In light of the recent COVID19 “pandemic” that the World Health Organisation issued, the financial system seems to have gone into melt down.

Portfolios around the world are showing substantial losses (on paper) and the panic and fear from the general population seem to have the Dooms Day Preppers citing the words “we told you so” whilst stocking up on the standard toilet paper and essentials to bunker down ready for the world to end. Is this typical behaviour? Absolutely not, but we are aware that the health and safety of people is paramount in these situations so we certainly understand the anxiety.

With something like what we are experiencing at the moment, the tendency is to sell off to defensive assets to curtail portfolios dropping further. After approximately a 20% decline over the last few weeks, are we already at the bottom? Or is there more fear to come that impacts the markets to drop even further?
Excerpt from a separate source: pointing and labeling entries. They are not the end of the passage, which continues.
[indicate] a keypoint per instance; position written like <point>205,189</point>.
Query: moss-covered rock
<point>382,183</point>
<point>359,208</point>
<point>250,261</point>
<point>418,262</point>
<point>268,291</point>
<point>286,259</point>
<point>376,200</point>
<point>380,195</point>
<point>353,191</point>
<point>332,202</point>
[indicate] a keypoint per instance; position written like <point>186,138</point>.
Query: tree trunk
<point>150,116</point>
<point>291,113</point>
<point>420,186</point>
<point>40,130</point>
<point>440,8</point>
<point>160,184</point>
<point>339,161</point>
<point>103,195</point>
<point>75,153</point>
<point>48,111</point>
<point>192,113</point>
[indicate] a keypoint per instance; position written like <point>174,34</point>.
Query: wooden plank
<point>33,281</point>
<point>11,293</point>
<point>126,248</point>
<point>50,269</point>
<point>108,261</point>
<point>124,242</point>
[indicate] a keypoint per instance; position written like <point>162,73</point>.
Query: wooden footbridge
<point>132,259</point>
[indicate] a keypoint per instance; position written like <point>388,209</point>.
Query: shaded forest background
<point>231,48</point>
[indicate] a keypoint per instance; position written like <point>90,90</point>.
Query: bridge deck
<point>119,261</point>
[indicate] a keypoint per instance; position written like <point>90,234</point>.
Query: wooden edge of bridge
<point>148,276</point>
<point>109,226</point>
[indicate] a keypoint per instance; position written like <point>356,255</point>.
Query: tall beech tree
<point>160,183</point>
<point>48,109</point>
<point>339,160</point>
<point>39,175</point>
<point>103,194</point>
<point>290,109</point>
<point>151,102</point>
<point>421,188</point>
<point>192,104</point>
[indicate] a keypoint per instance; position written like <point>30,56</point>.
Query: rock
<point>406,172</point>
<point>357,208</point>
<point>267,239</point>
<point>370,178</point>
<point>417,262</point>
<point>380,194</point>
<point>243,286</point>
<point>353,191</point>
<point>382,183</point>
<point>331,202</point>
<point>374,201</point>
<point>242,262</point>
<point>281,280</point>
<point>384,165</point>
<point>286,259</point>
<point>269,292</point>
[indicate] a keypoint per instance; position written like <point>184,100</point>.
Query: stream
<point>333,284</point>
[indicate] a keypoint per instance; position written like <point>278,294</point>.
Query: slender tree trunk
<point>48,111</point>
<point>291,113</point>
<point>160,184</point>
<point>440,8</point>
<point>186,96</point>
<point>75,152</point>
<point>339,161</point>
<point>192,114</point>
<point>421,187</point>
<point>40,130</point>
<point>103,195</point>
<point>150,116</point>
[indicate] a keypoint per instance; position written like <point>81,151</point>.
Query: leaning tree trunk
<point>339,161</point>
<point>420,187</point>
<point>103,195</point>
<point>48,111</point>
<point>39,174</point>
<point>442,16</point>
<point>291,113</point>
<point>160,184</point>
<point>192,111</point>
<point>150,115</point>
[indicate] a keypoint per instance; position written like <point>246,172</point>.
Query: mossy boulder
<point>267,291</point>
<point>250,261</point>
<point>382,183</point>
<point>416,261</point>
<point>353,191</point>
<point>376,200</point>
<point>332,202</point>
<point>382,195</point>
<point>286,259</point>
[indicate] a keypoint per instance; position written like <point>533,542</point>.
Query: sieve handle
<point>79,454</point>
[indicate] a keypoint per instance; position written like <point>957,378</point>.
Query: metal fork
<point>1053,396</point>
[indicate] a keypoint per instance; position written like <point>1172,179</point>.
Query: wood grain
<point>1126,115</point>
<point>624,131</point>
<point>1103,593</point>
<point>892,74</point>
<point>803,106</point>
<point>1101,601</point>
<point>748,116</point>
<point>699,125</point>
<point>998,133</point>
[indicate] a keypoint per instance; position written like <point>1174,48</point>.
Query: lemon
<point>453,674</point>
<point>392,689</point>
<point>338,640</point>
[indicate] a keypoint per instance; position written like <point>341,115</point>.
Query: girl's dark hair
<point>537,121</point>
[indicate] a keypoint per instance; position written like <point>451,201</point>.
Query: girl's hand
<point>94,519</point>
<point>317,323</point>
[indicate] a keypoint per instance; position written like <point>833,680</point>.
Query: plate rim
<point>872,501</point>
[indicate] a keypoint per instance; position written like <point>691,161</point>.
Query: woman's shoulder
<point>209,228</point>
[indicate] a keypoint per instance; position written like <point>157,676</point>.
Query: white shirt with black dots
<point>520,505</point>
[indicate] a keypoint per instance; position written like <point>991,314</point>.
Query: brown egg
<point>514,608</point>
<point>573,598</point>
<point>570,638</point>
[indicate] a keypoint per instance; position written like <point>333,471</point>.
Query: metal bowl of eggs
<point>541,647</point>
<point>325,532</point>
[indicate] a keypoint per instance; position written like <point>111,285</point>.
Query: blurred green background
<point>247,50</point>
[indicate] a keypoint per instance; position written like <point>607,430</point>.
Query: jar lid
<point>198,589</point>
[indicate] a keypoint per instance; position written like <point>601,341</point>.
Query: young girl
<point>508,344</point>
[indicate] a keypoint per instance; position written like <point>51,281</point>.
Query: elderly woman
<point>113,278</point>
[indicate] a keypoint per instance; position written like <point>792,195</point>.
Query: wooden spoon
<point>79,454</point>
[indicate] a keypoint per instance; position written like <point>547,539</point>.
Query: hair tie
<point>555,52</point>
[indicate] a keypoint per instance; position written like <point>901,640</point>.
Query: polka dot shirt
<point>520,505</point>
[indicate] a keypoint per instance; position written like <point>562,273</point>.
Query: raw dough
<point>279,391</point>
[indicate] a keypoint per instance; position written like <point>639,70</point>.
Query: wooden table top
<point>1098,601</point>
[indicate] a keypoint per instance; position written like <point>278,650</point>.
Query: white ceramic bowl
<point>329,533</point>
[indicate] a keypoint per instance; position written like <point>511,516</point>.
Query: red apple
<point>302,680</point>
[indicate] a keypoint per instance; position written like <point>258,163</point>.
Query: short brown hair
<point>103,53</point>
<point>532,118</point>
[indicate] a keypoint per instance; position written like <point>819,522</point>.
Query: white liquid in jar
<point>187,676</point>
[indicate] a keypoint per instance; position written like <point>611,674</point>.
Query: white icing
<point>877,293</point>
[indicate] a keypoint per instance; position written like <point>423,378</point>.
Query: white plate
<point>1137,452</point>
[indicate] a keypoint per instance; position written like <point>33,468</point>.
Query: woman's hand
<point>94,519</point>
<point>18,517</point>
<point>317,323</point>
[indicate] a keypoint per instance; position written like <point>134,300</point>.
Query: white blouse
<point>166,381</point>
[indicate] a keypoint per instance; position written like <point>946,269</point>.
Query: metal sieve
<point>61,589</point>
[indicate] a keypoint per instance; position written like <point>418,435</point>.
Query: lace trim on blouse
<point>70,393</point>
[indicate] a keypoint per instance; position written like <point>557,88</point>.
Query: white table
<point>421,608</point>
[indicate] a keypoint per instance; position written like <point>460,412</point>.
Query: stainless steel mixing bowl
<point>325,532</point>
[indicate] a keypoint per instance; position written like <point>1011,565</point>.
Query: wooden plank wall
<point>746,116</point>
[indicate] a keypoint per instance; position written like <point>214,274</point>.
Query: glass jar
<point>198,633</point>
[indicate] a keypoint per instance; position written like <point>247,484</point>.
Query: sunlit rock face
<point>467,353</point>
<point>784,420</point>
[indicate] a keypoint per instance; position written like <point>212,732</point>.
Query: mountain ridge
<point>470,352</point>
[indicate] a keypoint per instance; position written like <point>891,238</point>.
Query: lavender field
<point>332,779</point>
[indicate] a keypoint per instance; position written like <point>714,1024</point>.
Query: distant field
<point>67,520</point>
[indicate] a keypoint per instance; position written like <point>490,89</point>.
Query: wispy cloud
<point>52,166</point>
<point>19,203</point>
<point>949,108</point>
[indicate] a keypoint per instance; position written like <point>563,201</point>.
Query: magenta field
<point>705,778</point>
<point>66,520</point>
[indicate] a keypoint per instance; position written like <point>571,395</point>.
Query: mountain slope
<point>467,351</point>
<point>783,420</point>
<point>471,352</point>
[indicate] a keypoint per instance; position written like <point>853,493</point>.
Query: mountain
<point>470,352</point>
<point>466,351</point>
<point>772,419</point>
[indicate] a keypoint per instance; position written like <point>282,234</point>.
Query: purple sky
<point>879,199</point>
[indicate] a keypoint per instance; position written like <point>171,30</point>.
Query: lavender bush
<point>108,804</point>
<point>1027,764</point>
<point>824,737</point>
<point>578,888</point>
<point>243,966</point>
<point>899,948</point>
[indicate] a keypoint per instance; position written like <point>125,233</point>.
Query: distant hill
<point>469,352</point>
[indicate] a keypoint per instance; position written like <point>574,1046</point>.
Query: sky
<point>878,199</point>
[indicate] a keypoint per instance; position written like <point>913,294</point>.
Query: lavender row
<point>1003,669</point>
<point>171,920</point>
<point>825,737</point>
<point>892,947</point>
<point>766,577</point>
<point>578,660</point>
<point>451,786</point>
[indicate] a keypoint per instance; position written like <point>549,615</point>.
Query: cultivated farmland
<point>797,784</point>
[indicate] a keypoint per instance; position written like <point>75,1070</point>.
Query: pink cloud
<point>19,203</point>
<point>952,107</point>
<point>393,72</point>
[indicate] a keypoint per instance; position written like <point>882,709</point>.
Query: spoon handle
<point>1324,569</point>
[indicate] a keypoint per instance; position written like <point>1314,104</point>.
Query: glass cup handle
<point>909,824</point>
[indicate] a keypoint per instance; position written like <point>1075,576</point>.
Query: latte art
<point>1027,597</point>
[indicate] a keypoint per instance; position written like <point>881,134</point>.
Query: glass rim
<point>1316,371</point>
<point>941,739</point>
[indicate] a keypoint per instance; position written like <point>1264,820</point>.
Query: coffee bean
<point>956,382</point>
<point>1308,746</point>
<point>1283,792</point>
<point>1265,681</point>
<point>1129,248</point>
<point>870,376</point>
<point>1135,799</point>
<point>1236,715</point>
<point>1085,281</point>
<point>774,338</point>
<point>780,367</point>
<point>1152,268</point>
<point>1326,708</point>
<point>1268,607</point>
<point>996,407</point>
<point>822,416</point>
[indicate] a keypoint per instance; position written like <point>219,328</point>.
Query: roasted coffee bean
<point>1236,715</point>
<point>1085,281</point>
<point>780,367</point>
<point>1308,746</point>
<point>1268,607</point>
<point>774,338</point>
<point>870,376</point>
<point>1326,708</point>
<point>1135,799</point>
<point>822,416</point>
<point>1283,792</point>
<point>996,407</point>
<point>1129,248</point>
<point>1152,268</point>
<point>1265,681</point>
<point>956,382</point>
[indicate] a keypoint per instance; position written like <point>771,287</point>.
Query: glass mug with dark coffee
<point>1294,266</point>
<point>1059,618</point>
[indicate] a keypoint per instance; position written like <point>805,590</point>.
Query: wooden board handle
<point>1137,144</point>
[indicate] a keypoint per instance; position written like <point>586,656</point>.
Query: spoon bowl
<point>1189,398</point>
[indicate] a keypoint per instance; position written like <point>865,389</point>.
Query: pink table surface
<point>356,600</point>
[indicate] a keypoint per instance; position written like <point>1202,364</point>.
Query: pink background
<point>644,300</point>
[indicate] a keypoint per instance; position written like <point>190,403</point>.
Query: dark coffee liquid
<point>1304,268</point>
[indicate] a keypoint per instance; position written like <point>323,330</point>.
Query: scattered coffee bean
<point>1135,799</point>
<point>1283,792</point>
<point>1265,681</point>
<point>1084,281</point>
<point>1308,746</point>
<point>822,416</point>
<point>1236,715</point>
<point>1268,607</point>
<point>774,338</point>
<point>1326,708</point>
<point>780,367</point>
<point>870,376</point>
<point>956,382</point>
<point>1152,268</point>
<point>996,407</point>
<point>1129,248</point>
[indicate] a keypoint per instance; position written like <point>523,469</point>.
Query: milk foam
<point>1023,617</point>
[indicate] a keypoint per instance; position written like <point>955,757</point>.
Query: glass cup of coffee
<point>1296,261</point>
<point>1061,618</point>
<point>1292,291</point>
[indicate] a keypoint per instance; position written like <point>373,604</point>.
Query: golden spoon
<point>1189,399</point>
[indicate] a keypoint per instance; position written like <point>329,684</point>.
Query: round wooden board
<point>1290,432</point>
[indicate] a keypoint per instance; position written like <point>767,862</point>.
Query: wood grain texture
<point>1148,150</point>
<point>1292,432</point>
These questions can only be answered by the market and absolutely no one can consistently pick the bottom and top of every market cycle.

So with this information, our best course of action is referring to history. What has happened in times where markets dropped on the back of negative sentiment? The GFC, the Tech Boom & Bust, 1987 Stock Market crash (Black Monday) all events throughout history that impacted financial markets negatively. But there seems to be one constant. At some point in time in the future, the market rose above the point where the down turn began. And although we cant say with absolute surety this will happen, 100 years of stock market data suggest that this is a bump in the road.

So with this, we understand the fear of the investor. The fear of losing more money, the fear of not having the income to spend on the lifestyle items. We maintain our philosophy has always remained the same. Long term investing on the market has generally provided the goals and objectives of a client after a period of time. To reiterate our point, below is a chart from JP Morgan Asset Management showing the S&P Composite Index dating back to approx. 1900. The volatility has always been there and the recovery follows soon after.

We believe this is a correction no different to ones in the past, and those who don’t need to sell and have time on their side, are best served by avoiding all news outlets, refraining from logging in to portfolio sites and enjoying time with family and friends to focus on the issues we can control as opposed to the ones we can't.